For those who might suggest Swift could be unaware of the Alwyn-targeted hate it pays to bear in mind that she is one of the world’s most famous women and likely the most hyper-managed celebrity on the planet. There is nothing her team is not across.

In a rare break from her usual silence towards her fans’ online activities, it should be noted Swift did speak out ahead of the re-release of her album Speak Now in July last year warning fans about their online behaviour.

At an Eras Tour stop in Minneapolis, she took time out before playing the song Dear John, which is widely thought to be about Mayer, whom she dated when she was 19 and he was 32, to praise the positive fan interactions she was witnessing at her concerts and urging fans to continue that behaviour online.

“I would love for that kindness and that gentleness to extend to our internet activities,” she said at the time. “I’m 33 years old. I don’t care about anything that happened to me when I was 19 years old. I’m not putting this album out so you feel the need to defend me on the internet from someone you think I wrote that song about 14 billion years ago.”

But as yet there has been no comment forthcoming about The Tortured Poets Department the hate Alwyn and Oliver have received.

Interestingly, within two days of releasing her seventh studio album Eternal Sunshine on March 8 this year, Ariana Grande felt the need to caution her fans against online bullying. The album is thought to address the breakdown of her relationship with her former husband, Dalton Gomez.
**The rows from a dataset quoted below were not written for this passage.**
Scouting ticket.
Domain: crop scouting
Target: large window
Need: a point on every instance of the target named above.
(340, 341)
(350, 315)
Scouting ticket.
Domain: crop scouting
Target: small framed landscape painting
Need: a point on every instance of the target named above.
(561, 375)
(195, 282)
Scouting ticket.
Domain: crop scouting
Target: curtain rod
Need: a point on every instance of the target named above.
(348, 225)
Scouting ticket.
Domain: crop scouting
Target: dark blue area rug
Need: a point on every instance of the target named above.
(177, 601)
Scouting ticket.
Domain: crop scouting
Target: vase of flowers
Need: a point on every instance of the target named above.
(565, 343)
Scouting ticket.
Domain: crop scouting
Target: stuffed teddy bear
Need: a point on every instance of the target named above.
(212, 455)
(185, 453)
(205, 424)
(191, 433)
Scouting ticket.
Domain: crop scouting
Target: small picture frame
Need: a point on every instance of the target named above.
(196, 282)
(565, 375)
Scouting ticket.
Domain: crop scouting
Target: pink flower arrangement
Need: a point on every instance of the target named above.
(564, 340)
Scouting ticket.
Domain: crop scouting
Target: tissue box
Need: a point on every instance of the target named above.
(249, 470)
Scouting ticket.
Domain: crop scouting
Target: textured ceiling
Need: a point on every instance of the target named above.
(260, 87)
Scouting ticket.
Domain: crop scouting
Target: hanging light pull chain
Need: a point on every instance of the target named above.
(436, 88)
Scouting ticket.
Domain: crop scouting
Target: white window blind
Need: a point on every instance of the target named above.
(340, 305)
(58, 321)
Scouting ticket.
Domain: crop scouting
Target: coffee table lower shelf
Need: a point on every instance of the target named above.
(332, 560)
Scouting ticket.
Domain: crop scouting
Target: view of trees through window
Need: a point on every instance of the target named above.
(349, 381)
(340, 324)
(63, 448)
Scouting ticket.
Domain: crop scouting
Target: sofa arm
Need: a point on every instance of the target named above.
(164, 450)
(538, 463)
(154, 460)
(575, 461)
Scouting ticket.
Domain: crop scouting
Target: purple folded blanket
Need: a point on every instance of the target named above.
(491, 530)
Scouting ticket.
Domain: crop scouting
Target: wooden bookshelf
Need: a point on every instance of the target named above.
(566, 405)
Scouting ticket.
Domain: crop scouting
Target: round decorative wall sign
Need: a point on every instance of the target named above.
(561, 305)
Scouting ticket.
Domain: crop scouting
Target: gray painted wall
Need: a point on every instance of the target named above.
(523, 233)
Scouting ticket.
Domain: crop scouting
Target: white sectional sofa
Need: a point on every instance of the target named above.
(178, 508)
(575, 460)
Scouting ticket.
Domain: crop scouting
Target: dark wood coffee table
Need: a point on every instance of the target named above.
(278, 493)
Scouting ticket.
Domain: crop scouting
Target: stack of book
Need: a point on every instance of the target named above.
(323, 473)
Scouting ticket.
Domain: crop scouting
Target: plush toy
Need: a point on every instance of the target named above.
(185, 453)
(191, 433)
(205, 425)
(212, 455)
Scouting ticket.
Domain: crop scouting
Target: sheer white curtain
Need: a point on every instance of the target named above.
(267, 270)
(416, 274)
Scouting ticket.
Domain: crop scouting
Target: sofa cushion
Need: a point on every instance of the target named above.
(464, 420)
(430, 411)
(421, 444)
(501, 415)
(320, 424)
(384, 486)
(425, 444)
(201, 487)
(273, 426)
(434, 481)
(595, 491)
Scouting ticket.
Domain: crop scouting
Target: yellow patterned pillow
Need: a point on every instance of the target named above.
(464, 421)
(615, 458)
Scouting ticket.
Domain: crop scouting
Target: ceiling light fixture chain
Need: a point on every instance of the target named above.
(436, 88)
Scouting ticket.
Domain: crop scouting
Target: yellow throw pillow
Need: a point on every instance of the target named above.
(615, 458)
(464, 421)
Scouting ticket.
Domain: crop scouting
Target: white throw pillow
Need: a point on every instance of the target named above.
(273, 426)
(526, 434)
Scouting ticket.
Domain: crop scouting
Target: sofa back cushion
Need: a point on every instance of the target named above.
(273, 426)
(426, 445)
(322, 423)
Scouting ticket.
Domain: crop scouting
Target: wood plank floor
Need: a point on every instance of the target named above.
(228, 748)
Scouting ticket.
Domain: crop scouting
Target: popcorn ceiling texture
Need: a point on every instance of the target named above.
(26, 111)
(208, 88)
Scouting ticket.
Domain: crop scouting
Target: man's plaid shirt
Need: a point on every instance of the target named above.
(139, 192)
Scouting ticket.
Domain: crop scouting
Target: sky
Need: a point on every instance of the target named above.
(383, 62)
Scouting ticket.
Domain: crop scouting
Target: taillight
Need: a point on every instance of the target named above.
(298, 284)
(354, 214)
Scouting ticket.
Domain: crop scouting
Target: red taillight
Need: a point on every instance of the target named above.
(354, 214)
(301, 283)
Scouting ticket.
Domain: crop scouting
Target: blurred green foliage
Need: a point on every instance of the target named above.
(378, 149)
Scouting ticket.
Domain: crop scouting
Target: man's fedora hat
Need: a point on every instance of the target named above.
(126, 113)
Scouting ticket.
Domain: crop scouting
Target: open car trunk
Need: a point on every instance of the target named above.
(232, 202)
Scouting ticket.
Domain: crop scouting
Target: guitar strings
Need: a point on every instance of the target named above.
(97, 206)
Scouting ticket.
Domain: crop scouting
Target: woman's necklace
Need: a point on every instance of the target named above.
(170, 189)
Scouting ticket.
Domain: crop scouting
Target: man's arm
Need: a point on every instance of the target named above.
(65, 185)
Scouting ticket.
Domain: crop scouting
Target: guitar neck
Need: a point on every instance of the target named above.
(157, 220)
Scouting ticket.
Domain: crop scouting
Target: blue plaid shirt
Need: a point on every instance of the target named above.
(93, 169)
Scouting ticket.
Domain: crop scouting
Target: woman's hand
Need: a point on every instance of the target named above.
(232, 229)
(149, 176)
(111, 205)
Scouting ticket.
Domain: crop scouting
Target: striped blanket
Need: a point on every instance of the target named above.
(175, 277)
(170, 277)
Posting to her Instagram story Grande wrote: “I just wanted to say anyone that is sending hateful messages to the people in my life based on your interpretation of this album is not supporting me and is absolutely doing the polar opposite of what I would ever encourage (and is also entirely misinterpreting the intention behind the music),” she wrote. “I ask that you please do not. It is not how to support me. It is the opposite. Although this album captures a lot of painful moments, it also is woven together with a through line of deep, sincere love. If you cannot hear that, please listen more closely.”

Swift has had her own experiences with online bullying and being “cancelled”, when she disappeared from view for a year in 2016 following very public feuds with likes of Katy Perry, Kanye West, Kim Kardashian and ex-boyfriend Calvin Harris that led to the #TaylorSwiftIsOverParty becoming the No. 1 global trend on Twitter and saw her Instagram feed flooded with snakes emojis. Her comment section has remained off ever since.
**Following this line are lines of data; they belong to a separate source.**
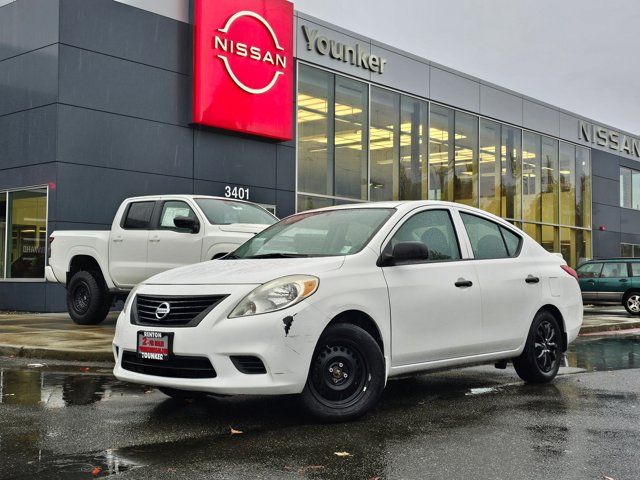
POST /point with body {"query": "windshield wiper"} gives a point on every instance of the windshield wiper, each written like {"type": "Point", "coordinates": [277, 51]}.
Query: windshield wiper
{"type": "Point", "coordinates": [280, 255]}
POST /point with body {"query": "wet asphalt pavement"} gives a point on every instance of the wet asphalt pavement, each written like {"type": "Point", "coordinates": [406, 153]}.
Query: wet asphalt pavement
{"type": "Point", "coordinates": [69, 420]}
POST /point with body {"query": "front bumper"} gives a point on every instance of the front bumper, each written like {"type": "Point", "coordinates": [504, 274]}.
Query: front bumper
{"type": "Point", "coordinates": [286, 356]}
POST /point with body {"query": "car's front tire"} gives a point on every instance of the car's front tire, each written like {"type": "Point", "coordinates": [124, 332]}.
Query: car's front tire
{"type": "Point", "coordinates": [631, 303]}
{"type": "Point", "coordinates": [540, 360]}
{"type": "Point", "coordinates": [88, 300]}
{"type": "Point", "coordinates": [347, 374]}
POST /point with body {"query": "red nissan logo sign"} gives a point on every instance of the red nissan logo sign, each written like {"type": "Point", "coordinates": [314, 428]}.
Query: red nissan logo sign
{"type": "Point", "coordinates": [243, 68]}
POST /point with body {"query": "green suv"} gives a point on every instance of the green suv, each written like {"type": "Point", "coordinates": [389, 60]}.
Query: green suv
{"type": "Point", "coordinates": [611, 282]}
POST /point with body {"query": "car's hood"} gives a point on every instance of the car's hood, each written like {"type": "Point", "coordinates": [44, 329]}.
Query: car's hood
{"type": "Point", "coordinates": [257, 271]}
{"type": "Point", "coordinates": [243, 227]}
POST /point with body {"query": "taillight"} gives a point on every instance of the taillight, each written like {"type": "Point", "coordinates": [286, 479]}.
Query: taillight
{"type": "Point", "coordinates": [570, 271]}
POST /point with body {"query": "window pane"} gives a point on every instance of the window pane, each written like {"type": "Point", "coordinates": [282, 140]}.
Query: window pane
{"type": "Point", "coordinates": [549, 238]}
{"type": "Point", "coordinates": [635, 189]}
{"type": "Point", "coordinates": [351, 138]}
{"type": "Point", "coordinates": [626, 250]}
{"type": "Point", "coordinates": [307, 202]}
{"type": "Point", "coordinates": [614, 270]}
{"type": "Point", "coordinates": [433, 228]}
{"type": "Point", "coordinates": [549, 180]}
{"type": "Point", "coordinates": [485, 237]}
{"type": "Point", "coordinates": [568, 246]}
{"type": "Point", "coordinates": [3, 231]}
{"type": "Point", "coordinates": [625, 187]}
{"type": "Point", "coordinates": [384, 144]}
{"type": "Point", "coordinates": [489, 166]}
{"type": "Point", "coordinates": [567, 184]}
{"type": "Point", "coordinates": [583, 188]}
{"type": "Point", "coordinates": [139, 215]}
{"type": "Point", "coordinates": [512, 240]}
{"type": "Point", "coordinates": [583, 245]}
{"type": "Point", "coordinates": [511, 169]}
{"type": "Point", "coordinates": [466, 159]}
{"type": "Point", "coordinates": [441, 150]}
{"type": "Point", "coordinates": [531, 177]}
{"type": "Point", "coordinates": [315, 124]}
{"type": "Point", "coordinates": [590, 270]}
{"type": "Point", "coordinates": [413, 149]}
{"type": "Point", "coordinates": [27, 233]}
When Swift returned from her year of self-imposed exile, which coincidentally started when her relationship with Alwyn began, she did so with the triumphant 2017 comeback album Reptutation. It was launched with no media fanfare and the simple tagline: “there will be no explanation, only Reptuation”.

So given her own experiences and the ethos of love and acceptance she markets as her brand, does Swift have an obligation to rein in the fans who are participating in the hate?
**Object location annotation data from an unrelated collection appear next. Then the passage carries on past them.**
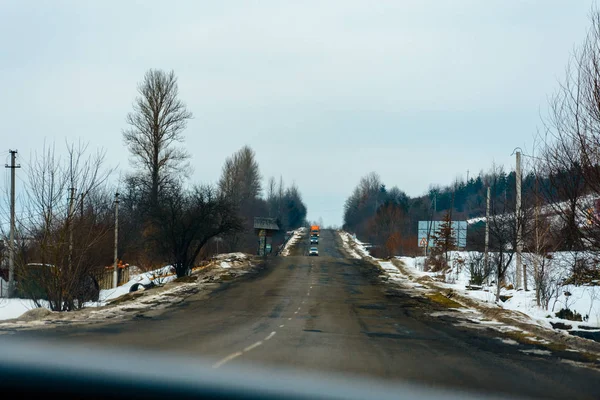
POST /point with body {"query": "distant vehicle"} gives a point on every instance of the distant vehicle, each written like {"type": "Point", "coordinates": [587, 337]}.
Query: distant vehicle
{"type": "Point", "coordinates": [314, 230]}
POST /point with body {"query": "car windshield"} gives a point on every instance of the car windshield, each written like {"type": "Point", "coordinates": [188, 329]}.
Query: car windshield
{"type": "Point", "coordinates": [406, 192]}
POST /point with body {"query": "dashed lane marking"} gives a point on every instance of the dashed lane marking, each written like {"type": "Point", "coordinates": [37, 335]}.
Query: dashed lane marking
{"type": "Point", "coordinates": [253, 346]}
{"type": "Point", "coordinates": [227, 359]}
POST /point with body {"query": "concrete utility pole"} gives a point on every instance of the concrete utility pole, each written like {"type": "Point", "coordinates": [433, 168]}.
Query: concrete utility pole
{"type": "Point", "coordinates": [487, 228]}
{"type": "Point", "coordinates": [518, 220]}
{"type": "Point", "coordinates": [116, 269]}
{"type": "Point", "coordinates": [11, 240]}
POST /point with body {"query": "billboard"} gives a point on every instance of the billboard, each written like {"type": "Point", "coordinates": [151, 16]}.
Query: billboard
{"type": "Point", "coordinates": [459, 232]}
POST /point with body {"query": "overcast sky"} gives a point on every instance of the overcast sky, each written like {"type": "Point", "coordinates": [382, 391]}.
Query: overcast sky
{"type": "Point", "coordinates": [324, 91]}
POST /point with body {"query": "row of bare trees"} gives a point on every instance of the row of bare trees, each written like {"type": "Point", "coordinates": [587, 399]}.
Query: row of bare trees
{"type": "Point", "coordinates": [65, 230]}
{"type": "Point", "coordinates": [560, 194]}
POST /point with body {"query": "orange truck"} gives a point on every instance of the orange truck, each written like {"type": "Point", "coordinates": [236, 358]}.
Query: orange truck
{"type": "Point", "coordinates": [314, 230]}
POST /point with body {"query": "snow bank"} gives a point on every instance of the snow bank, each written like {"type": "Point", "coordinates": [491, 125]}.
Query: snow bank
{"type": "Point", "coordinates": [298, 233]}
{"type": "Point", "coordinates": [346, 240]}
{"type": "Point", "coordinates": [584, 300]}
{"type": "Point", "coordinates": [14, 308]}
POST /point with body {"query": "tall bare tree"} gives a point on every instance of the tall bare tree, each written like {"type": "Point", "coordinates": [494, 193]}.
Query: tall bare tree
{"type": "Point", "coordinates": [189, 219]}
{"type": "Point", "coordinates": [60, 260]}
{"type": "Point", "coordinates": [157, 123]}
{"type": "Point", "coordinates": [241, 180]}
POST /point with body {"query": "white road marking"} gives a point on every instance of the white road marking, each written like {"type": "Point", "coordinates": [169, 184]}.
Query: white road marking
{"type": "Point", "coordinates": [227, 359]}
{"type": "Point", "coordinates": [253, 346]}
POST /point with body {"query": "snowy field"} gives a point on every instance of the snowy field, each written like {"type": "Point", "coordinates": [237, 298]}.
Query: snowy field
{"type": "Point", "coordinates": [13, 308]}
{"type": "Point", "coordinates": [298, 233]}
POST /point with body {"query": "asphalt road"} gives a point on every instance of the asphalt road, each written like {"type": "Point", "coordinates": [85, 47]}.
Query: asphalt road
{"type": "Point", "coordinates": [330, 313]}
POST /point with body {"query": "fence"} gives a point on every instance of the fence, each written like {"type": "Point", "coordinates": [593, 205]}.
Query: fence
{"type": "Point", "coordinates": [106, 278]}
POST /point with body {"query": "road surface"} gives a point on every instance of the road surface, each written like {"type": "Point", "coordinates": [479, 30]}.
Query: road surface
{"type": "Point", "coordinates": [330, 313]}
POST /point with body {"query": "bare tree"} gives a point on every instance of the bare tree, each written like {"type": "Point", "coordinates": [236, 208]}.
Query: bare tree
{"type": "Point", "coordinates": [188, 220]}
{"type": "Point", "coordinates": [241, 180]}
{"type": "Point", "coordinates": [503, 226]}
{"type": "Point", "coordinates": [157, 123]}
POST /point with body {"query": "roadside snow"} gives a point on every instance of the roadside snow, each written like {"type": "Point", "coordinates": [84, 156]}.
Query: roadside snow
{"type": "Point", "coordinates": [298, 233]}
{"type": "Point", "coordinates": [14, 308]}
{"type": "Point", "coordinates": [346, 240]}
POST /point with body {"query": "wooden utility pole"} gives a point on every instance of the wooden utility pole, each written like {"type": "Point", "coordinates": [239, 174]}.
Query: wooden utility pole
{"type": "Point", "coordinates": [487, 229]}
{"type": "Point", "coordinates": [116, 268]}
{"type": "Point", "coordinates": [518, 220]}
{"type": "Point", "coordinates": [11, 240]}
{"type": "Point", "coordinates": [70, 219]}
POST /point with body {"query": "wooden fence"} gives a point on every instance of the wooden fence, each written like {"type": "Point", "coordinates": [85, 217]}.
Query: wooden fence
{"type": "Point", "coordinates": [106, 279]}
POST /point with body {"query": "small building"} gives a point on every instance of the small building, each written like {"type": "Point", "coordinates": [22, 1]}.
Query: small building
{"type": "Point", "coordinates": [264, 229]}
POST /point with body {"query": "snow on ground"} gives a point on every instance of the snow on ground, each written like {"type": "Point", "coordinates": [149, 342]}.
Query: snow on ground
{"type": "Point", "coordinates": [14, 308]}
{"type": "Point", "coordinates": [298, 233]}
{"type": "Point", "coordinates": [584, 300]}
{"type": "Point", "coordinates": [347, 239]}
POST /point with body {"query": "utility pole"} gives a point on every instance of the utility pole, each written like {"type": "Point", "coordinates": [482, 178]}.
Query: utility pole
{"type": "Point", "coordinates": [70, 219]}
{"type": "Point", "coordinates": [116, 269]}
{"type": "Point", "coordinates": [518, 220]}
{"type": "Point", "coordinates": [487, 228]}
{"type": "Point", "coordinates": [11, 240]}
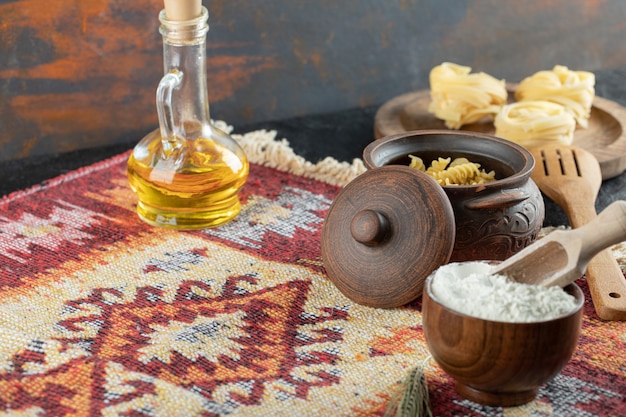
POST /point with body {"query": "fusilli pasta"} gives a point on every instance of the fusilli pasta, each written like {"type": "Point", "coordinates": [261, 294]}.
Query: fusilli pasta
{"type": "Point", "coordinates": [459, 171]}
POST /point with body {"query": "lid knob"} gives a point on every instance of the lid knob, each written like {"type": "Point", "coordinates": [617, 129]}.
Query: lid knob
{"type": "Point", "coordinates": [369, 227]}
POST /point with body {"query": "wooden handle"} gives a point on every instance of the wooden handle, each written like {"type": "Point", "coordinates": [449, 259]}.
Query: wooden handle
{"type": "Point", "coordinates": [604, 276]}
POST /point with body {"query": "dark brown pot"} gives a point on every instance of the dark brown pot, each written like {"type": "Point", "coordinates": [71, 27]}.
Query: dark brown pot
{"type": "Point", "coordinates": [493, 221]}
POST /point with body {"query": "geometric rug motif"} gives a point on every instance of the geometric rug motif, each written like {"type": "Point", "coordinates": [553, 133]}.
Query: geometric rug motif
{"type": "Point", "coordinates": [101, 314]}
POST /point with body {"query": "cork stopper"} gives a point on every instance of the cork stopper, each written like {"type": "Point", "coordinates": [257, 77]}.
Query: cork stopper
{"type": "Point", "coordinates": [182, 10]}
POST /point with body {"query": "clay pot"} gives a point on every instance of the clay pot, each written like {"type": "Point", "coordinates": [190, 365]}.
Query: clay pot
{"type": "Point", "coordinates": [494, 220]}
{"type": "Point", "coordinates": [499, 363]}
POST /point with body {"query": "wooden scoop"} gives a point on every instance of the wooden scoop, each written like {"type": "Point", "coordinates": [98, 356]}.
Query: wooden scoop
{"type": "Point", "coordinates": [571, 177]}
{"type": "Point", "coordinates": [562, 257]}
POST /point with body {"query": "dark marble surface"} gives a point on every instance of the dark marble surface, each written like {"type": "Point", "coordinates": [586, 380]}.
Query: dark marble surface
{"type": "Point", "coordinates": [342, 135]}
The answer is obvious, she does and she should because online bullying to the degree Alwyn is experiencing can have very real world consequences.

In the interest of protecting an image Swift has worked so hard to cultivate as an icon her fans can admire and look up to, it is the right and responsible thing to do.

If Swift chooses to say nothing, she could be opening herself up to criticism that she’s simply pedalling a narrative of kindness while turning a blind eye to on-going abuse that she has at least some power to contain.

Staying silent could potentially damage her popularity and reputation among critics and more casual fans. But, more worryingly, it could at an extreme cost to someone she’s written scores of love songs for and with (Alwyn has been credited as a songwriter on several songs songs across her past three albums, Folklore, Evermore and Midnights, under the pseudonym William Bowery.) Love songs that even the fans who are now attacking Alwyn, have undoubtedly listened to over and over, songs that have helped make Taylor Swift one of the biggest music superstars the world has ever seen.

One thing is certain, the world will be watching Swift’s next move, as it always does. And for someone rewriting history with her story, she’d be wise to remain on the right side of it.